“Are you working for foreigners?” Robert rested for a moment, a few people huddled together, and he asked Sam. He needed to say something—under such exhaustion, if you don’t keep talking, you might just fall asleep.
“Foreigners?” Sam shook his head slightly. “Why do you ask?”
“In the past, most of those who hired us to walk these roads were foreigners—tall, big men, some with golden hair, some with white hair, some with blue eyes, others with green, like a cat’s eyes.”
Sam said nothing. Snow foam clung to his face, making his expression unreadable. He seemed to be listening, or perhaps he simply didn’t want to answer. After a long silence, Sam finally said, “They took this same route?”
“All kinds of people take all kinds of roads,” Robert said. “Every path has its own dangers. But foreigners usually hire more porters, want to carry everything in, and pay less. This route, in this season, is rarely traveled. Otherwise, maybe we’d run into one or two others. But even these roads aren’t the truly hard ones. Once the snow stops, everything gets easier. The places you’ll go later, where there are no roads at all, that’s when it gets truly terrifying. Like I said, with every mile we walk, I’ll try to talk you out of it.”
Sam didn’t respond. Every time the conversation reached this point, he would fall silent. Robert thought to himself, they haven’t been in here long enough—if he just slows down, eventually Sam will give up. This environment isn’t something ordinary people can endure.
“Then why did you come?” Sam asked after a long while.
Robert was silent for a moment. He thought of his children at home, and why he’d agreed to come here with that lama. He had his own selfish reasons. He didn’t really want to keep going, but if this Sam didn’t know when to turn back, there was nothing he could do. He touched the Tibetan knife in his hand. Killing a man was too easy—so easy you didn’t even need a knife. “I owe money,” he answered simply.
This very small movement was immediately noticed by Sam, but he didn’t seem to care much.
“What dangers will we face?” Sam didn’t pursue the previous topic, but instead asked a more practical question.
“Danger? Here, there’s no such thing as something being dangerous or not. Let me tell you, in the snow mountains, everything is your enemy—the sun, the wind, the snow, the sound of your voice, the rocks. Any one of them goes wild, and you’re dead. There’s no such thing as safe or dangerous here—everything is dangerous. And then there are all kinds of ghosts in the snow. People who die here, if they can’t find their way back, will wander here forever.”
“Ghosts?” Sam seemed to have heard something interesting. “You’re superstitious about that too?”
“Who isn’t?” Robert said. “Anything alive is superstitious.”
“People are much scarier than ghosts. You can’t see through a person’s heart,” Sam said. “The living are worse than ghosts.” As he spoke, he glanced at Robert’s Tibetan knife.
Robert grew a bit nervous, wondering if Sam had seen through him. As he hesitated, the Tibetan knife was already snatched away and ended up in Sam’s hand.
“You—?”
Sam tossed the Tibetan knife off the cliff beneath them. “Useless things are better thrown away early. Carrying them is just extra weight.”
Robert watched the knife fall, bounce off a rock, and disappear into the snow.
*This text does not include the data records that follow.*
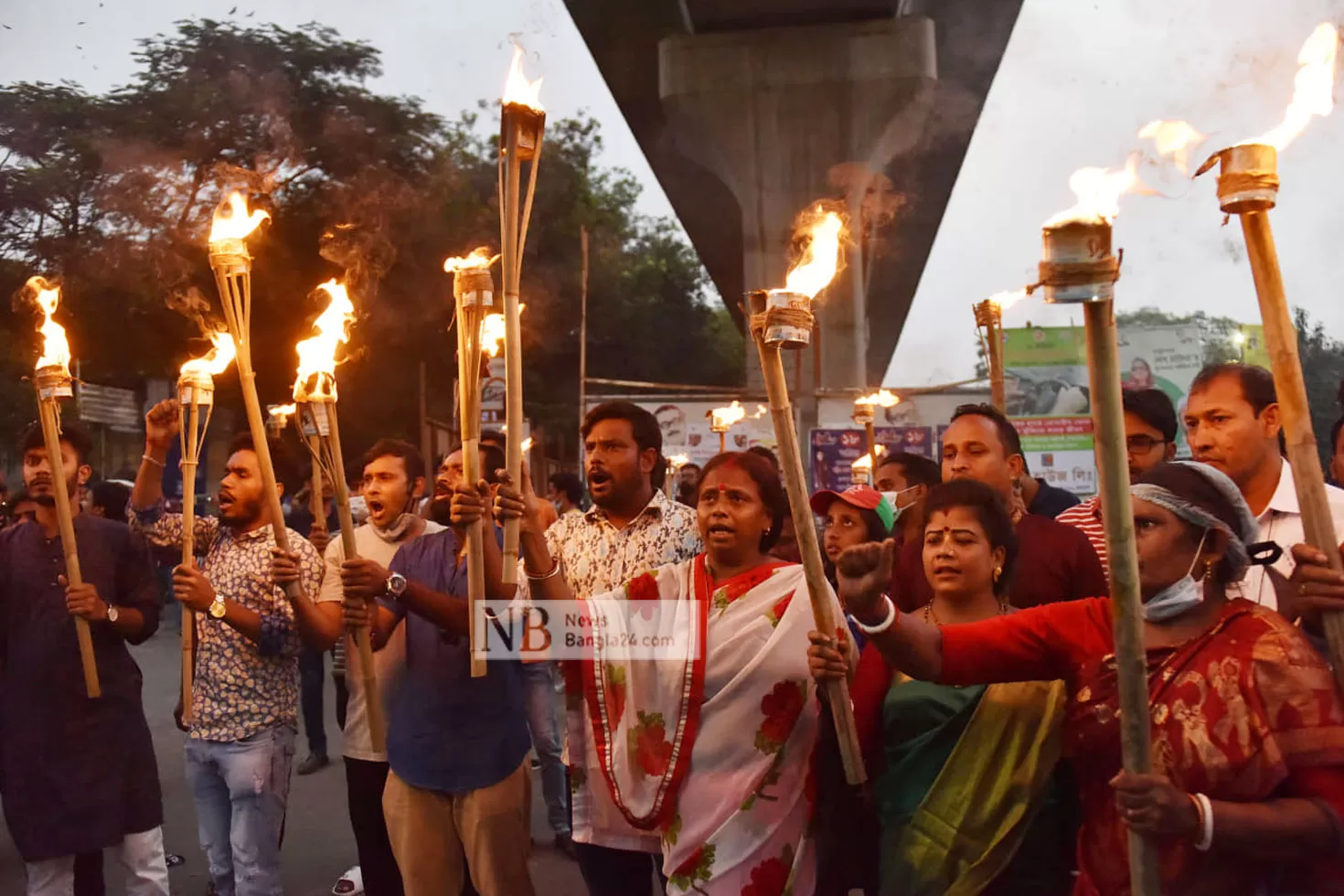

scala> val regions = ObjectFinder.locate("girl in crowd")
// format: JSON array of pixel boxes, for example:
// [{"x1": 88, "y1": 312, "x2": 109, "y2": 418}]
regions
[
  {"x1": 497, "y1": 453, "x2": 838, "y2": 896},
  {"x1": 810, "y1": 462, "x2": 1344, "y2": 896}
]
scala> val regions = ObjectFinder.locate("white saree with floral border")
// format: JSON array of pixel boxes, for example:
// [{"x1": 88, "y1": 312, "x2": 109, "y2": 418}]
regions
[{"x1": 580, "y1": 555, "x2": 843, "y2": 896}]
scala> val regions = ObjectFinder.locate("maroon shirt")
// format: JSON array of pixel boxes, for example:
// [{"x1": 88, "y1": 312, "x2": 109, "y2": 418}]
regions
[{"x1": 891, "y1": 513, "x2": 1110, "y2": 613}]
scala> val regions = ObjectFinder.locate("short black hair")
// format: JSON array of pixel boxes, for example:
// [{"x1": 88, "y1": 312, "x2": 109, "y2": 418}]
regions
[
  {"x1": 878, "y1": 452, "x2": 942, "y2": 487},
  {"x1": 89, "y1": 480, "x2": 131, "y2": 520},
  {"x1": 695, "y1": 452, "x2": 789, "y2": 553},
  {"x1": 924, "y1": 480, "x2": 1018, "y2": 595},
  {"x1": 747, "y1": 444, "x2": 780, "y2": 475},
  {"x1": 1121, "y1": 389, "x2": 1178, "y2": 442},
  {"x1": 229, "y1": 432, "x2": 304, "y2": 495},
  {"x1": 1189, "y1": 361, "x2": 1278, "y2": 416},
  {"x1": 950, "y1": 401, "x2": 1027, "y2": 462},
  {"x1": 549, "y1": 473, "x2": 583, "y2": 504},
  {"x1": 580, "y1": 401, "x2": 668, "y2": 489},
  {"x1": 360, "y1": 439, "x2": 425, "y2": 482},
  {"x1": 19, "y1": 421, "x2": 92, "y2": 466}
]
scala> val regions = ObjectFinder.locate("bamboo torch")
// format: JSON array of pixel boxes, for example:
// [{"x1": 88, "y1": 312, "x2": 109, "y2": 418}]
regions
[
  {"x1": 970, "y1": 289, "x2": 1027, "y2": 412},
  {"x1": 26, "y1": 277, "x2": 102, "y2": 699},
  {"x1": 1032, "y1": 155, "x2": 1161, "y2": 896},
  {"x1": 747, "y1": 208, "x2": 867, "y2": 784},
  {"x1": 294, "y1": 280, "x2": 387, "y2": 752},
  {"x1": 498, "y1": 47, "x2": 546, "y2": 584},
  {"x1": 1195, "y1": 22, "x2": 1344, "y2": 688},
  {"x1": 443, "y1": 247, "x2": 499, "y2": 678},
  {"x1": 851, "y1": 389, "x2": 901, "y2": 467},
  {"x1": 177, "y1": 330, "x2": 234, "y2": 725},
  {"x1": 209, "y1": 192, "x2": 306, "y2": 601}
]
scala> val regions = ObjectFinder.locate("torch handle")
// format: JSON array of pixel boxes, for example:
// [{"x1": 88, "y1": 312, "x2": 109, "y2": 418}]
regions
[
  {"x1": 1239, "y1": 211, "x2": 1344, "y2": 688},
  {"x1": 317, "y1": 401, "x2": 387, "y2": 752},
  {"x1": 457, "y1": 301, "x2": 489, "y2": 678},
  {"x1": 757, "y1": 341, "x2": 867, "y2": 784},
  {"x1": 37, "y1": 398, "x2": 102, "y2": 699},
  {"x1": 181, "y1": 387, "x2": 200, "y2": 727},
  {"x1": 1083, "y1": 301, "x2": 1161, "y2": 896}
]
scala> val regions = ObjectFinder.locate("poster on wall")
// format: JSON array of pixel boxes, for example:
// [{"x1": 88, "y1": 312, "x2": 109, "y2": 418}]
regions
[{"x1": 806, "y1": 426, "x2": 938, "y2": 492}]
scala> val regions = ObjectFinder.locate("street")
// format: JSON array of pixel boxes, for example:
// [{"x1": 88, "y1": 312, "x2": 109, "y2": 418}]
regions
[{"x1": 0, "y1": 623, "x2": 586, "y2": 896}]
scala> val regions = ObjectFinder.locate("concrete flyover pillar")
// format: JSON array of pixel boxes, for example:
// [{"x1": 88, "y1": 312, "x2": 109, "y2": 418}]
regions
[{"x1": 658, "y1": 16, "x2": 937, "y2": 438}]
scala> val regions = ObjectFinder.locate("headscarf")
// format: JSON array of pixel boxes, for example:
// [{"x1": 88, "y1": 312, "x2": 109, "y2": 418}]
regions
[{"x1": 1129, "y1": 461, "x2": 1281, "y2": 581}]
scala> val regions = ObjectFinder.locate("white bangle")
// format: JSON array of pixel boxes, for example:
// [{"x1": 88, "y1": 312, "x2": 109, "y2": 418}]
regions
[
  {"x1": 1190, "y1": 794, "x2": 1213, "y2": 853},
  {"x1": 851, "y1": 595, "x2": 896, "y2": 634}
]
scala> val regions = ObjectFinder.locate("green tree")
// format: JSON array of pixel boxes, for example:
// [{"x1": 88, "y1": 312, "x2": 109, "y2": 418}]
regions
[{"x1": 0, "y1": 20, "x2": 743, "y2": 455}]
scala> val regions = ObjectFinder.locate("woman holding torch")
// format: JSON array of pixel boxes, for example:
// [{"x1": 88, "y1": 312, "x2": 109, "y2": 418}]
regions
[
  {"x1": 496, "y1": 452, "x2": 840, "y2": 896},
  {"x1": 810, "y1": 462, "x2": 1344, "y2": 896}
]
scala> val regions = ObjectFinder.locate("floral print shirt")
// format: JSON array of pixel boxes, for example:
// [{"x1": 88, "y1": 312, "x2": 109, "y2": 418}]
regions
[
  {"x1": 546, "y1": 492, "x2": 703, "y2": 853},
  {"x1": 128, "y1": 504, "x2": 323, "y2": 743}
]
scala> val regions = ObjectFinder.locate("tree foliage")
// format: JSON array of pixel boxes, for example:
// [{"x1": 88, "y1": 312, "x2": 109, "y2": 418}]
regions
[{"x1": 0, "y1": 20, "x2": 743, "y2": 454}]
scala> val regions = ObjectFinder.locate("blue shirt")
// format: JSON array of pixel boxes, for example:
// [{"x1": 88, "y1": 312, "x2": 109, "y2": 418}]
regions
[{"x1": 380, "y1": 529, "x2": 531, "y2": 794}]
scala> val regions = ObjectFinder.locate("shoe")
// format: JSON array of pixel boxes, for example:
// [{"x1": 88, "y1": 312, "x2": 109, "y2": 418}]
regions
[
  {"x1": 332, "y1": 865, "x2": 364, "y2": 896},
  {"x1": 294, "y1": 752, "x2": 332, "y2": 775}
]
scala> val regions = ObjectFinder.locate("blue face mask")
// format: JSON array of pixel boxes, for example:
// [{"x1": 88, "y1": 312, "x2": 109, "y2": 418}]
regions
[{"x1": 1144, "y1": 529, "x2": 1209, "y2": 622}]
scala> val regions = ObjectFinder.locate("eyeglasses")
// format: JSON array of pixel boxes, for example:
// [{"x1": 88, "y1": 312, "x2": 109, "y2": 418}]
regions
[{"x1": 1125, "y1": 435, "x2": 1167, "y2": 454}]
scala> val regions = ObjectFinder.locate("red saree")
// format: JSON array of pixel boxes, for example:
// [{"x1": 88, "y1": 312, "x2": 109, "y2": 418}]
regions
[{"x1": 942, "y1": 598, "x2": 1344, "y2": 896}]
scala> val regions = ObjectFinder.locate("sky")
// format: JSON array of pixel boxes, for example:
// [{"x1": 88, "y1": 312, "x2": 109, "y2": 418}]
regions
[{"x1": 0, "y1": 0, "x2": 1344, "y2": 386}]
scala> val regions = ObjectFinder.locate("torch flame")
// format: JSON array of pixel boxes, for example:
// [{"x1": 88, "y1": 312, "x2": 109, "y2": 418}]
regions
[
  {"x1": 504, "y1": 44, "x2": 546, "y2": 112},
  {"x1": 1246, "y1": 22, "x2": 1340, "y2": 152},
  {"x1": 784, "y1": 206, "x2": 846, "y2": 298},
  {"x1": 853, "y1": 389, "x2": 901, "y2": 407},
  {"x1": 443, "y1": 246, "x2": 498, "y2": 274},
  {"x1": 181, "y1": 330, "x2": 234, "y2": 378},
  {"x1": 709, "y1": 399, "x2": 747, "y2": 429},
  {"x1": 1043, "y1": 153, "x2": 1138, "y2": 227},
  {"x1": 26, "y1": 277, "x2": 69, "y2": 373},
  {"x1": 294, "y1": 280, "x2": 355, "y2": 401},
  {"x1": 209, "y1": 189, "x2": 270, "y2": 244},
  {"x1": 1138, "y1": 118, "x2": 1204, "y2": 175}
]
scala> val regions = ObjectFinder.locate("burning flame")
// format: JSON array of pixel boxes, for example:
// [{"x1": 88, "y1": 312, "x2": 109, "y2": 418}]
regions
[
  {"x1": 443, "y1": 246, "x2": 498, "y2": 274},
  {"x1": 984, "y1": 289, "x2": 1027, "y2": 315},
  {"x1": 709, "y1": 399, "x2": 747, "y2": 429},
  {"x1": 181, "y1": 330, "x2": 234, "y2": 378},
  {"x1": 209, "y1": 189, "x2": 270, "y2": 244},
  {"x1": 1138, "y1": 118, "x2": 1204, "y2": 175},
  {"x1": 1246, "y1": 22, "x2": 1340, "y2": 151},
  {"x1": 504, "y1": 44, "x2": 546, "y2": 112},
  {"x1": 294, "y1": 280, "x2": 355, "y2": 401},
  {"x1": 853, "y1": 389, "x2": 901, "y2": 407},
  {"x1": 266, "y1": 404, "x2": 298, "y2": 429},
  {"x1": 784, "y1": 206, "x2": 846, "y2": 298},
  {"x1": 1043, "y1": 153, "x2": 1138, "y2": 227},
  {"x1": 24, "y1": 277, "x2": 69, "y2": 373}
]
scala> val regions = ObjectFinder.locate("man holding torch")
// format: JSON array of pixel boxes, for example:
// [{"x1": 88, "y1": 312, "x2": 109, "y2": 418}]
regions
[
  {"x1": 0, "y1": 421, "x2": 168, "y2": 896},
  {"x1": 131, "y1": 411, "x2": 323, "y2": 896}
]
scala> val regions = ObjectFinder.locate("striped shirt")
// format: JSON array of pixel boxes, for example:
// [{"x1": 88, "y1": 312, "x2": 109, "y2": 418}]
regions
[{"x1": 1055, "y1": 496, "x2": 1110, "y2": 576}]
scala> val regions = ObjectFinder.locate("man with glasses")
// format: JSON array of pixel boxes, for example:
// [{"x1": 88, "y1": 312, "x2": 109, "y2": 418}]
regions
[{"x1": 1055, "y1": 389, "x2": 1176, "y2": 575}]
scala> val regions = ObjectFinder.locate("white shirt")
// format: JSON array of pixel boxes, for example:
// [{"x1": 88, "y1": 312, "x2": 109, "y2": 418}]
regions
[
  {"x1": 1229, "y1": 459, "x2": 1344, "y2": 610},
  {"x1": 317, "y1": 520, "x2": 443, "y2": 762}
]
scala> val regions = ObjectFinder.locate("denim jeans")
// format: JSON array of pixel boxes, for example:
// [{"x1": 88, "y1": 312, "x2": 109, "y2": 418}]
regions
[
  {"x1": 186, "y1": 725, "x2": 294, "y2": 896},
  {"x1": 523, "y1": 662, "x2": 570, "y2": 834},
  {"x1": 298, "y1": 644, "x2": 326, "y2": 756}
]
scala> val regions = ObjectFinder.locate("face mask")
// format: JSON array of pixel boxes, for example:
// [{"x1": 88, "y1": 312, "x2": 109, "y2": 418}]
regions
[{"x1": 1144, "y1": 529, "x2": 1209, "y2": 622}]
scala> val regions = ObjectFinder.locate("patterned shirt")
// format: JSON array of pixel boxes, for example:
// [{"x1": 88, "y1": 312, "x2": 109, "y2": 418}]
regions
[
  {"x1": 546, "y1": 492, "x2": 704, "y2": 853},
  {"x1": 129, "y1": 504, "x2": 323, "y2": 743}
]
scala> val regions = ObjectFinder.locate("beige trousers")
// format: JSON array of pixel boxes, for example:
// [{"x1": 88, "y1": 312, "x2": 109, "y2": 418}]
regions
[{"x1": 383, "y1": 761, "x2": 535, "y2": 896}]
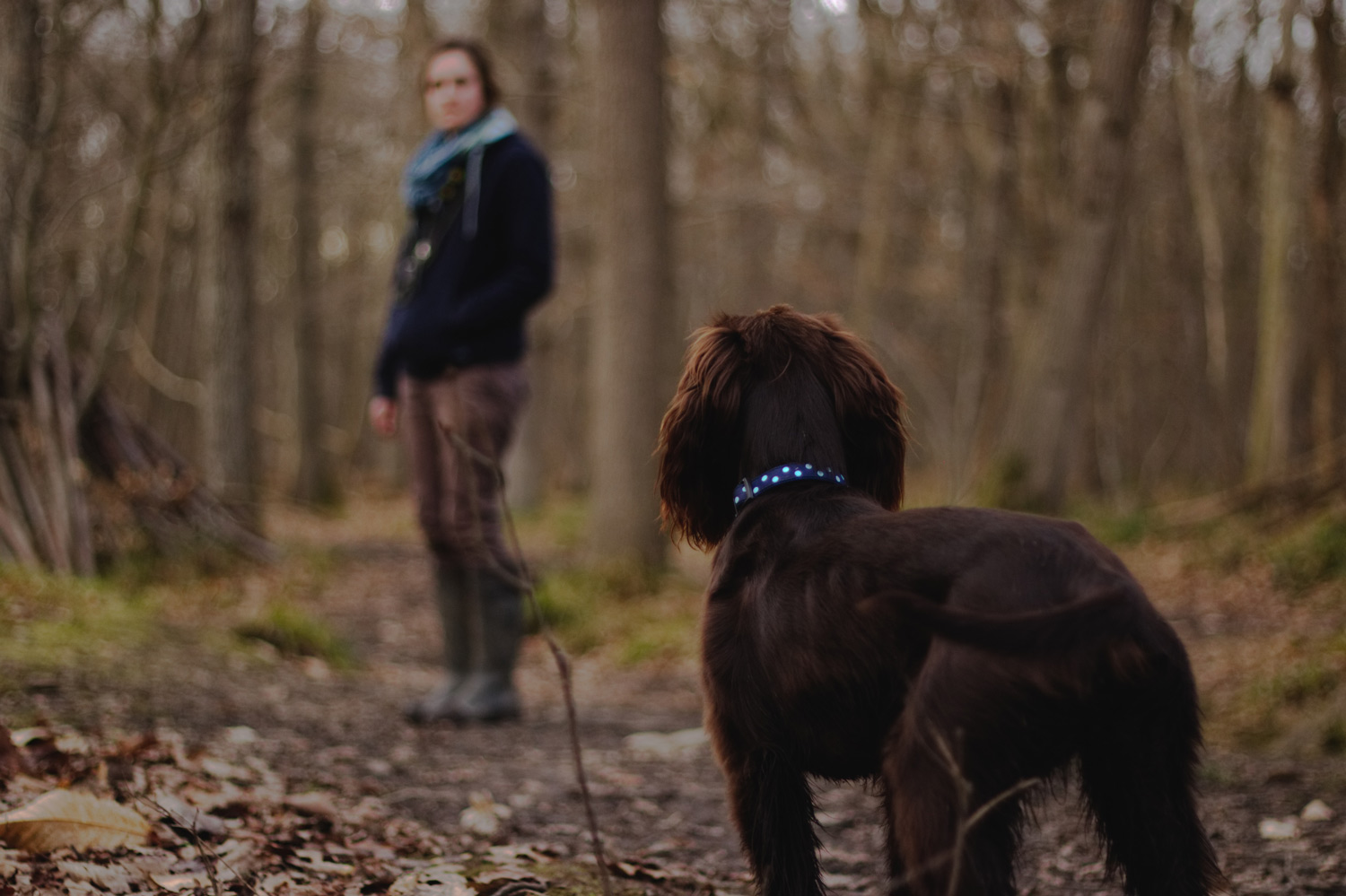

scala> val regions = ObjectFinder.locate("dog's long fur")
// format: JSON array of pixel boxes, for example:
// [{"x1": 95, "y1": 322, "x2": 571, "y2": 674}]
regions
[{"x1": 660, "y1": 306, "x2": 1221, "y2": 896}]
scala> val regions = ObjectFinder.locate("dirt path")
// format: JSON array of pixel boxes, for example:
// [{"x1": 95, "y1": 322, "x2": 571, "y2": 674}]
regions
[{"x1": 7, "y1": 509, "x2": 1346, "y2": 896}]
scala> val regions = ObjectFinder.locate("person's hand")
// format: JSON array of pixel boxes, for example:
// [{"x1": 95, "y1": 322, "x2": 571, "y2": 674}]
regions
[{"x1": 369, "y1": 396, "x2": 398, "y2": 439}]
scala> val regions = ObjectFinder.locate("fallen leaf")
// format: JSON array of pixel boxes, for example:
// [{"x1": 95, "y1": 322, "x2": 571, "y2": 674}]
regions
[
  {"x1": 0, "y1": 724, "x2": 26, "y2": 782},
  {"x1": 388, "y1": 864, "x2": 476, "y2": 896},
  {"x1": 1257, "y1": 815, "x2": 1299, "y2": 839},
  {"x1": 622, "y1": 728, "x2": 710, "y2": 761},
  {"x1": 0, "y1": 790, "x2": 150, "y2": 853},
  {"x1": 1299, "y1": 799, "x2": 1337, "y2": 822},
  {"x1": 284, "y1": 790, "x2": 339, "y2": 818},
  {"x1": 57, "y1": 863, "x2": 140, "y2": 893},
  {"x1": 150, "y1": 872, "x2": 210, "y2": 893},
  {"x1": 458, "y1": 793, "x2": 511, "y2": 837}
]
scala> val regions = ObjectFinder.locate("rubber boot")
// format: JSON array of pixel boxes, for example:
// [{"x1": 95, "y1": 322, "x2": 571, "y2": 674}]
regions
[
  {"x1": 452, "y1": 572, "x2": 524, "y2": 723},
  {"x1": 404, "y1": 565, "x2": 476, "y2": 724}
]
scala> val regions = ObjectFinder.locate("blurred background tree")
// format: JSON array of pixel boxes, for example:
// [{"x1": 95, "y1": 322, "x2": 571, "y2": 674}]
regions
[{"x1": 0, "y1": 0, "x2": 1346, "y2": 572}]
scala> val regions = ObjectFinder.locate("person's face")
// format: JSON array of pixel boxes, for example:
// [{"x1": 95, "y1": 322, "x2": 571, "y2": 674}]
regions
[{"x1": 425, "y1": 50, "x2": 486, "y2": 131}]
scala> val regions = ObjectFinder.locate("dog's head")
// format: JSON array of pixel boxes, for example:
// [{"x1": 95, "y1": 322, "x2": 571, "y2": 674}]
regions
[{"x1": 659, "y1": 306, "x2": 907, "y2": 548}]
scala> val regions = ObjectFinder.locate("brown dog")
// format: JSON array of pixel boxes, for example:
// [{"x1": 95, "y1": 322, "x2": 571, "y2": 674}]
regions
[{"x1": 660, "y1": 306, "x2": 1219, "y2": 896}]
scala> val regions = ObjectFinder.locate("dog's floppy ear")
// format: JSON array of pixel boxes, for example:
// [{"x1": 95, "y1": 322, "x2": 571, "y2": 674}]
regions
[
  {"x1": 659, "y1": 319, "x2": 745, "y2": 548},
  {"x1": 820, "y1": 315, "x2": 907, "y2": 510}
]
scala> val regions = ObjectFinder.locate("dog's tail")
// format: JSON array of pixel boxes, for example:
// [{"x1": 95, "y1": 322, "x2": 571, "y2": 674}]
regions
[{"x1": 879, "y1": 586, "x2": 1146, "y2": 654}]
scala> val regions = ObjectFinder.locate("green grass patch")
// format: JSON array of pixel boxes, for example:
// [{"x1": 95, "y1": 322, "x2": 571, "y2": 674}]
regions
[
  {"x1": 234, "y1": 602, "x2": 355, "y2": 669},
  {"x1": 1227, "y1": 632, "x2": 1346, "y2": 753},
  {"x1": 535, "y1": 565, "x2": 700, "y2": 664},
  {"x1": 1268, "y1": 511, "x2": 1346, "y2": 594},
  {"x1": 0, "y1": 565, "x2": 161, "y2": 672}
]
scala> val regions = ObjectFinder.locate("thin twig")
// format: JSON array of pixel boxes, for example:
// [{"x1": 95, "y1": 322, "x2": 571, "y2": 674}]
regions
[
  {"x1": 135, "y1": 794, "x2": 258, "y2": 896},
  {"x1": 441, "y1": 422, "x2": 613, "y2": 896},
  {"x1": 893, "y1": 732, "x2": 1044, "y2": 896}
]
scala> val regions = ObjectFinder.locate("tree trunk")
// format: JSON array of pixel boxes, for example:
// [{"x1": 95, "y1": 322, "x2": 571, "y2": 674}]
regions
[
  {"x1": 291, "y1": 3, "x2": 342, "y2": 508},
  {"x1": 1010, "y1": 0, "x2": 1152, "y2": 510},
  {"x1": 1308, "y1": 3, "x2": 1346, "y2": 482},
  {"x1": 590, "y1": 0, "x2": 676, "y2": 565},
  {"x1": 1173, "y1": 5, "x2": 1229, "y2": 406},
  {"x1": 1244, "y1": 3, "x2": 1299, "y2": 484},
  {"x1": 949, "y1": 77, "x2": 1018, "y2": 500},
  {"x1": 486, "y1": 0, "x2": 565, "y2": 508},
  {"x1": 204, "y1": 0, "x2": 260, "y2": 526}
]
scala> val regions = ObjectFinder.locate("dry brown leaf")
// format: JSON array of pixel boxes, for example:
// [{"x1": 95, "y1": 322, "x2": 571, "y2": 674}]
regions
[{"x1": 0, "y1": 790, "x2": 150, "y2": 853}]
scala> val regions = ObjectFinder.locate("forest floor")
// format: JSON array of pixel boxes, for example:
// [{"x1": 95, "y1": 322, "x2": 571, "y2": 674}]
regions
[{"x1": 0, "y1": 500, "x2": 1346, "y2": 896}]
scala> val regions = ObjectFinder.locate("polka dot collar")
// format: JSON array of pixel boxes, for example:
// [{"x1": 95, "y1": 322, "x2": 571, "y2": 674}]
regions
[{"x1": 734, "y1": 465, "x2": 845, "y2": 513}]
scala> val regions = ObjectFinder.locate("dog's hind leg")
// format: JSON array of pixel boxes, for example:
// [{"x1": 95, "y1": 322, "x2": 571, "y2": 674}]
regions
[
  {"x1": 721, "y1": 751, "x2": 824, "y2": 896},
  {"x1": 1079, "y1": 635, "x2": 1222, "y2": 896},
  {"x1": 883, "y1": 657, "x2": 1026, "y2": 896}
]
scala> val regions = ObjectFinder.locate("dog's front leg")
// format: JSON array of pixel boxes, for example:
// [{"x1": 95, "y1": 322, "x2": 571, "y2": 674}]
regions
[{"x1": 724, "y1": 751, "x2": 824, "y2": 896}]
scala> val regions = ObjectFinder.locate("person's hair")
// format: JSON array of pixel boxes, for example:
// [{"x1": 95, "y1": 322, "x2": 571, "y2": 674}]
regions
[{"x1": 422, "y1": 38, "x2": 501, "y2": 109}]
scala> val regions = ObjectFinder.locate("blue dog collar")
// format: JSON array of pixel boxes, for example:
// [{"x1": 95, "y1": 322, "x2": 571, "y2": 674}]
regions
[{"x1": 734, "y1": 465, "x2": 845, "y2": 513}]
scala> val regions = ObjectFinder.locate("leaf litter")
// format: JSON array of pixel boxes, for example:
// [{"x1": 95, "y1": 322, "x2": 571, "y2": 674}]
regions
[{"x1": 0, "y1": 726, "x2": 567, "y2": 896}]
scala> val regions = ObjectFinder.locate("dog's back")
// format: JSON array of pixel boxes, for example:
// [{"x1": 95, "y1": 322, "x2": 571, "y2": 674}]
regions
[{"x1": 660, "y1": 307, "x2": 1219, "y2": 896}]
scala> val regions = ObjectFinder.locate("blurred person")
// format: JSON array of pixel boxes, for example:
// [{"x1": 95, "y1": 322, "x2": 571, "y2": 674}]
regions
[{"x1": 369, "y1": 38, "x2": 554, "y2": 723}]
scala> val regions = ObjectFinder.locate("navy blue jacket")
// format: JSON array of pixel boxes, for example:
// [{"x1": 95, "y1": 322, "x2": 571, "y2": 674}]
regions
[{"x1": 374, "y1": 134, "x2": 555, "y2": 398}]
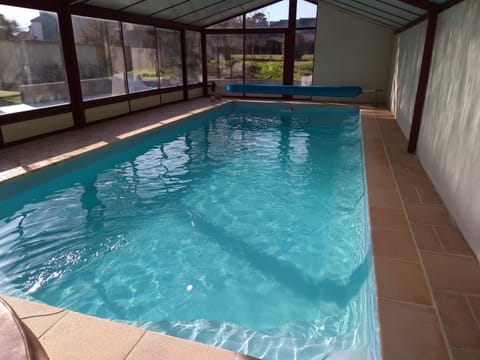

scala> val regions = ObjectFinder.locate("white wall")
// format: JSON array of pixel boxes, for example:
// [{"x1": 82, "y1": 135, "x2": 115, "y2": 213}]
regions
[
  {"x1": 313, "y1": 2, "x2": 394, "y2": 102},
  {"x1": 390, "y1": 0, "x2": 480, "y2": 259},
  {"x1": 388, "y1": 21, "x2": 427, "y2": 138},
  {"x1": 417, "y1": 0, "x2": 480, "y2": 259}
]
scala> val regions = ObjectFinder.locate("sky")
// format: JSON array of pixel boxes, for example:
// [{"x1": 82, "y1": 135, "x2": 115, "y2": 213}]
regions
[
  {"x1": 0, "y1": 0, "x2": 317, "y2": 31},
  {"x1": 255, "y1": 0, "x2": 317, "y2": 21},
  {"x1": 0, "y1": 5, "x2": 40, "y2": 31}
]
He realized he was dealing with a ruthless character. Turning his head, he saw Sam looking at him too, his eyes calm, as if he hadn’t just done what he did.
Well, in this place, a knife isn’t all that important, Robert thought. Besides, he wasn’t the only one with a knife. On the road ahead, there would always be times when someone needed help or a hand—plenty of chances to make a move.
The wind gradually died down. As the knife-like wind pressure on Robert’s face eased, he felt much more comfortable. Then, at that moment, he saw something familiar appear on the mountain path ahead.
It was another group of porters, walking ahead of them, far in the distance. In the earlier blizzard, nothing could be seen, but now black dots began to appear.
“That’s strange. Why is this route so popular this winter?” he muttered to himself. Here, you couldn’t shout or talk loudly, or you’d trigger an avalanche. He just watched quietly and noticed that none of the porters moved at all—every black dot stayed exactly as it was.
“They’re all dead.” After watching for a long time, Robert suddenly said, “Those are corpses.”
They must all be dead, frozen to death right here. Just like them, they’d leaned against the mountain wall to rest, and in the end, all froze to death, their bodies stuck fast to the rock by the ice.
A chill suddenly ran through Robert. He immediately stood up and said to the others, “The wind’s died down. We’d better keep moving. Let’s go see who those bodies up ahead are.”
藏海花Ⅰ Chapter 13: Notes on the Ultimate of the World
A horse runs itself to death chasing a distant mountain—the Himalayas, where even a horse will die running.
The dead ahead were frozen to the rock face, looking especially clear. Though they were only a few dozen meters away, in these conditions, it would take four or five hours to actually reach them.